Continuons avec le schéma classique des cinq éléments en posant ceux-ci comme cinq tiroirs de rangements. Il y a le tiroir bois, feu, terre, métal et eau. Ils contiennent des « outils » qui ont la même énergie vibratoire, la même fréquence. Donc tout ce qui est dans le tiroir métal, par exemple, permettra de nourrir ou d’apaiser les organes qui y correspondent, en l’occurrence le gros intestin et les poumons. De plus, chaque élément est en relation avec les autres par des lois qui permettent de réguler les excès et les insuffisances.

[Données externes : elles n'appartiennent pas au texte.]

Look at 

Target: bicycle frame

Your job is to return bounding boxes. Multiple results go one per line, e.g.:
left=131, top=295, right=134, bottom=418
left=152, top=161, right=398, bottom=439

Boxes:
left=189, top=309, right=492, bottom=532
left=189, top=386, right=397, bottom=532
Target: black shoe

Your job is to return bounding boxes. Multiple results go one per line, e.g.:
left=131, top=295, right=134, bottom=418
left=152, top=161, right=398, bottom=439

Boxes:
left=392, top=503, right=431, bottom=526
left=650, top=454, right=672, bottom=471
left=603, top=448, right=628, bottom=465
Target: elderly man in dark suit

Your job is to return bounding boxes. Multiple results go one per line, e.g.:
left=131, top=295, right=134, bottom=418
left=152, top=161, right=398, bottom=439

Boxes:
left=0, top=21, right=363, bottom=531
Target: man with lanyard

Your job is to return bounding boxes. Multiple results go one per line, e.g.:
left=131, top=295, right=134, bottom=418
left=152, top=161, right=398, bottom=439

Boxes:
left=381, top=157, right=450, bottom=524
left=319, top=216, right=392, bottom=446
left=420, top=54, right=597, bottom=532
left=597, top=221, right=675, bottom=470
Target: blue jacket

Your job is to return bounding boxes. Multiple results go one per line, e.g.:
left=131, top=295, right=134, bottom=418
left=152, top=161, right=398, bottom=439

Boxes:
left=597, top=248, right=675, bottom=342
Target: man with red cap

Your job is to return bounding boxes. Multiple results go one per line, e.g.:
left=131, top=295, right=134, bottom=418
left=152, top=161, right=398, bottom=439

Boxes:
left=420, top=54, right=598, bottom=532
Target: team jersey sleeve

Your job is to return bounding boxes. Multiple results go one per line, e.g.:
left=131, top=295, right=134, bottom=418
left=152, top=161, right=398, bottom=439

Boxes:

Que nous dit la sagesse ancienne de la médecine traditionnelle chinoise ? En premier lieu, que la maladie se déclenche chez celui qui n’obéit pas aux ordres du Tao. Le Tao signifie la voie. C’est celle qui est donnée, imposée par les saisons. Nous devons vivre leur rythme, afin d’être en harmonie avec chacune d’entre elles.
En automne, il faut se lever tôt et se coucher tôt, en même temps que le soleil. Ici, nous touchons un point fondamental : la lumière. L’acupuncture repose sur des piliers dont l’un est la lumière. Cette énergie nommée qi (souffle) correspond à la lumière. Il paraît surprenant de nommer la lumière par le terme de souffle, mais il faut se replonger il y a trois mille ans. Ce que les Chinois ont remarqué en méditant, c’est que l’air que nous respirons est en fait de la lumière transformée par la végétation. C’est à partir de cet air que nos poumons se chargent d’oxygéner le sang.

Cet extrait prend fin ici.